With the return of Europe's economic doldrums and signs of a coming growth slowdown in the United States, advanced economies could be at risk of falling into the same kind of long-term rut that has captured Japan. To avoid that outcome, policymakers must recognize and address the deeper structural forces at work.
NEW YORK – Not too long ago, the conventional wisdom held that “Japanification” could never happen in Western economies. Leading US economists argued that if the combined threat of weak growth, disinflation, and perpetually low interest rates ever materialized, policymakers would have the tools to deal with it. They had no problem lecturing the Japanese about the need for bold measures to pull their country out of a decades-old rut.

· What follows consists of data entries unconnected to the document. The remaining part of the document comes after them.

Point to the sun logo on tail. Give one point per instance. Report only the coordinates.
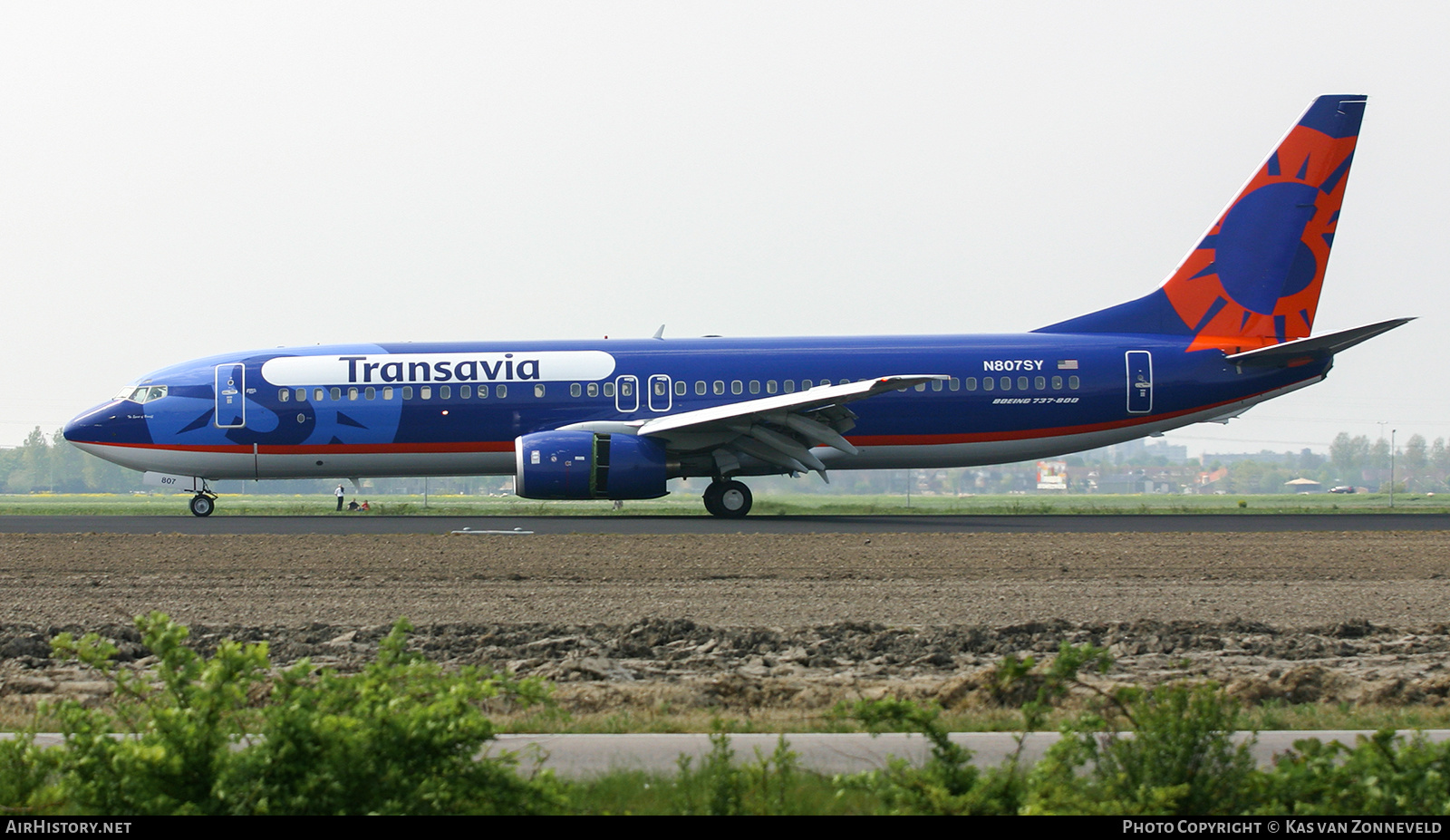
(1254, 279)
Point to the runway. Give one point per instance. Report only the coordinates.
(673, 526)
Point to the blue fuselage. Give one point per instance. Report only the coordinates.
(393, 410)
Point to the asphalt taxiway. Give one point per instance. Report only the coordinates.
(634, 526)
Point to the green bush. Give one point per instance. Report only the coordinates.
(1179, 759)
(401, 738)
(1384, 775)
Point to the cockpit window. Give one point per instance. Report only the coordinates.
(142, 393)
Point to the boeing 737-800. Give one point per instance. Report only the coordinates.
(618, 420)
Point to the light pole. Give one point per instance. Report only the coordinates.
(1392, 468)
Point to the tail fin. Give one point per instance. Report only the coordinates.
(1254, 279)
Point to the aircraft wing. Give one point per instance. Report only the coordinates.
(778, 430)
(1311, 349)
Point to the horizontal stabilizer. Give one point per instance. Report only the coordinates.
(1314, 349)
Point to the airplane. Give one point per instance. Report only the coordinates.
(616, 420)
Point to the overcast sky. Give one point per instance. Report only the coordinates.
(186, 179)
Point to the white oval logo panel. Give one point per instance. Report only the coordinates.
(415, 367)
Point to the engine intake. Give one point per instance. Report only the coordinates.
(579, 465)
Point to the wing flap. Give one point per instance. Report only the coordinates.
(778, 430)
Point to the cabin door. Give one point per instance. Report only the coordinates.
(1140, 381)
(660, 395)
(231, 396)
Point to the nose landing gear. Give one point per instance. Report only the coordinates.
(729, 499)
(203, 502)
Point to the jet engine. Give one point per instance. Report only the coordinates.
(577, 465)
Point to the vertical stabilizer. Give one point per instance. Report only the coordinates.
(1254, 279)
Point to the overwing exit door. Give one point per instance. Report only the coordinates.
(1140, 381)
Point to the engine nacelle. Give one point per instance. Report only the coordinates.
(587, 466)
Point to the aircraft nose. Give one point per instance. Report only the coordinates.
(91, 425)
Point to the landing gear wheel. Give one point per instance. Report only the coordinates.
(729, 499)
(712, 497)
(202, 505)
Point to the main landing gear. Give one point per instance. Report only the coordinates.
(727, 499)
(203, 502)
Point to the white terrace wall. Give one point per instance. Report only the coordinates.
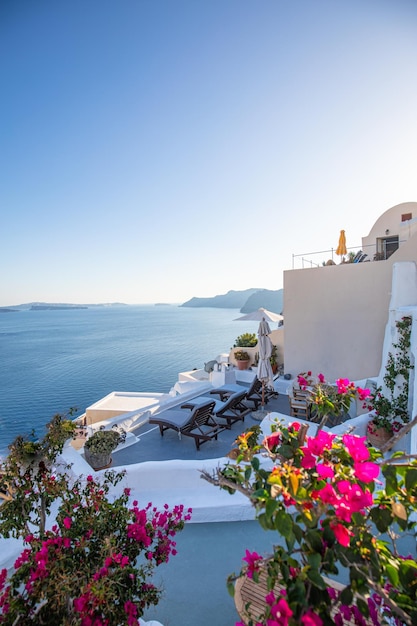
(335, 319)
(335, 316)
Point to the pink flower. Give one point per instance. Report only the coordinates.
(344, 386)
(308, 461)
(322, 441)
(281, 613)
(311, 619)
(366, 472)
(324, 470)
(272, 441)
(252, 559)
(356, 447)
(327, 495)
(341, 533)
(363, 393)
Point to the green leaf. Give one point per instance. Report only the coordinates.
(391, 485)
(314, 560)
(315, 539)
(271, 505)
(316, 579)
(411, 479)
(346, 597)
(392, 574)
(362, 606)
(382, 517)
(283, 523)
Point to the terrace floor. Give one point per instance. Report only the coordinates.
(153, 447)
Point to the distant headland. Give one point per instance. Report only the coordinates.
(247, 300)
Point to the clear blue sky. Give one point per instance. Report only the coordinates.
(155, 150)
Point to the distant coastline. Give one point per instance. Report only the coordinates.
(56, 307)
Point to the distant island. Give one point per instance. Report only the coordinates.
(56, 307)
(247, 300)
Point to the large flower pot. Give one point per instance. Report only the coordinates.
(377, 437)
(96, 460)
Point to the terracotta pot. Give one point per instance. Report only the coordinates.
(377, 437)
(97, 461)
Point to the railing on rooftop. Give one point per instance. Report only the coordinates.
(311, 259)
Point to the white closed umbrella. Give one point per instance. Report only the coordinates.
(261, 315)
(265, 373)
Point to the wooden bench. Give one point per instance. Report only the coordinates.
(250, 598)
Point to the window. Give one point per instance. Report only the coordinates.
(385, 246)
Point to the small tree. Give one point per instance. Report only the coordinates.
(94, 564)
(335, 503)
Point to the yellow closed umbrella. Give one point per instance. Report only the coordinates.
(341, 248)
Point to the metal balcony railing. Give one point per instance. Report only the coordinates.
(322, 257)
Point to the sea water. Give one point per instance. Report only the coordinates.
(53, 360)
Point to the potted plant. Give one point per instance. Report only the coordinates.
(334, 502)
(98, 447)
(390, 410)
(273, 360)
(247, 340)
(242, 358)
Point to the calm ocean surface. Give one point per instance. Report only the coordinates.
(51, 361)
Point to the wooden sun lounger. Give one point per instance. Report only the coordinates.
(253, 394)
(198, 423)
(232, 409)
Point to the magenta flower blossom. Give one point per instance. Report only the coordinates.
(252, 559)
(356, 447)
(324, 470)
(366, 472)
(281, 613)
(311, 619)
(342, 533)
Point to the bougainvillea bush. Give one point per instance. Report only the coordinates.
(93, 566)
(337, 507)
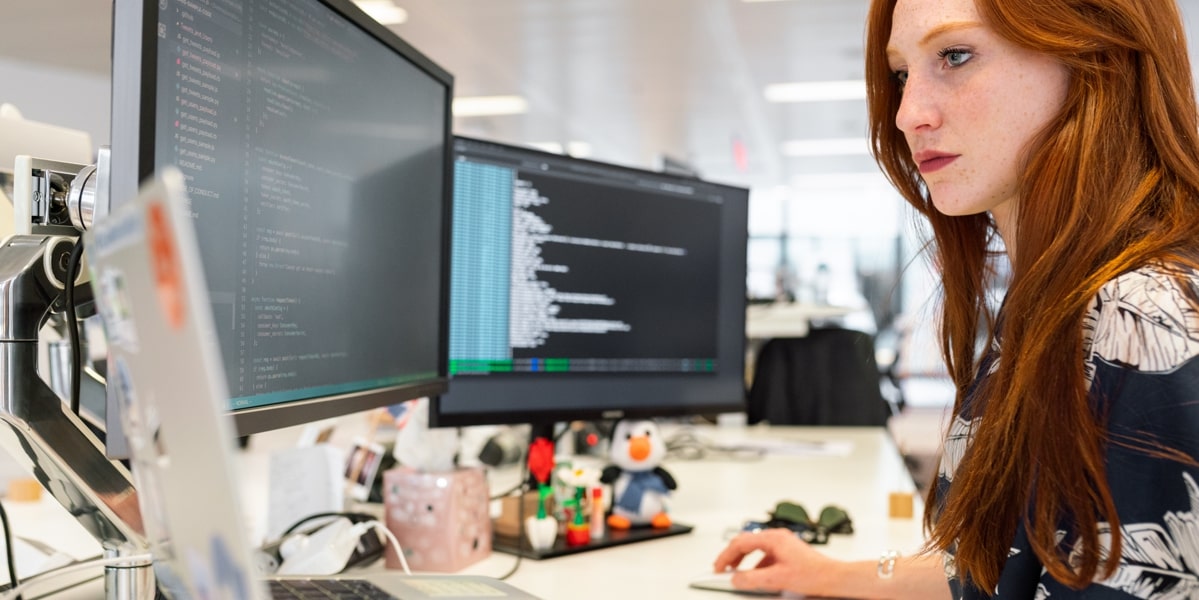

Japanification was regarded as the avoidable consequence of poor policymaking, not as an inevitability.
And yet the specter of Japanification now looms over the West. After the 2008 financial crisis, the recoveries in both Europe and the United States were more sluggish and less inclusive than the majority of policymakers, politicians, and economists expected. And, more recently, hopes for achieving “escape velocity” out of the “new normal” of low growth and persistent disinflationary pressure have been dashed in Europe and Japan, and some worry that they may be receding in the US.
Europe, in particular, is back in the grips of a worrisome regionwide slowdown. Growth projections have been consistently revised downward, and the European Central Bank has acknowledged that its earlier optimism about achieving on-target inflation was misplaced. With yields on government bonds having fallen, the global trade in securities at negative interest rates has reached around $10 trillion.